Farming with biodiversity: Towards Nature Positive Production at Scale
Transforming our global food systems is central to meeting the largest challenges faced by humanity, including climate change, biodiversity loss, food insecurity and risks to future pandemics. The current food system is responsible for a third of greenhouse gases, 80% of deforestation, 70% of terrestrial biodiversity loss, and has been linked to a dramatic rise in our exposure to zoonotic diseases, such as Ebola, SARS, and COVID-19.
A healthy future requires us to halt and reverse biodiversity loss and limit climate change while meeting the fundamental human right to healthy and nutritious food for all. It is only possible to achieve this by transforming our food systems and adopting nature-positive production practices at scale and within planetary boundaries. Different solutions will be required in different contexts, but agroecological approaches, that apply ecological and social principles to agricultural production, are a fundamental part of this transformation.
The upcoming UN Food Systems Summit provides a unique opportunity to accelerate the adoption of agroecological approaches and to ensure that its relevant principles can be transferred to all nature-positive production practices. Aligned with outcomes of the conferences of the UN Framework to Combat Climate Change and UN Convention on Biological Diversity, such practices and principles when adopted at scale will bring us closer to achieving the 2030 Sustainability Agenda. Protecting nature and improving livelihoods, agroecological approaches deliver resilience and will advance all Sustainable Development Goals.

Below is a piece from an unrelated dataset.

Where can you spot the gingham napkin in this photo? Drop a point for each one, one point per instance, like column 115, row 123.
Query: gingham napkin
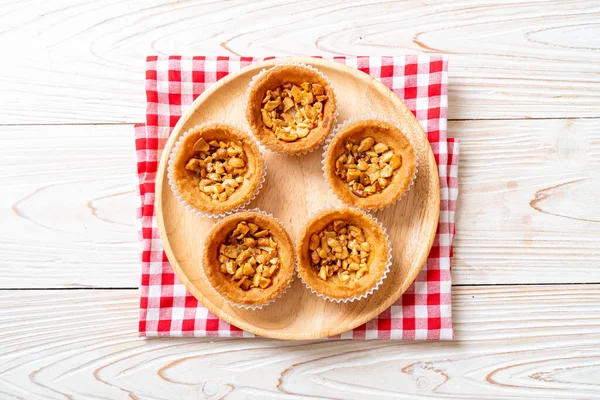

WWF is committed to further exploring how agroecological approaches can be implemented at pace and scale. We are delighted to present this paper, outlining the actions that can be taken at different levels and by different actors. We look forward to working in partnership with farming communities, civil society organizations, scientists, as well as public and private sectors to implement agroecological approaches as part of nature-positive food systems, for the benefit of both people and planet.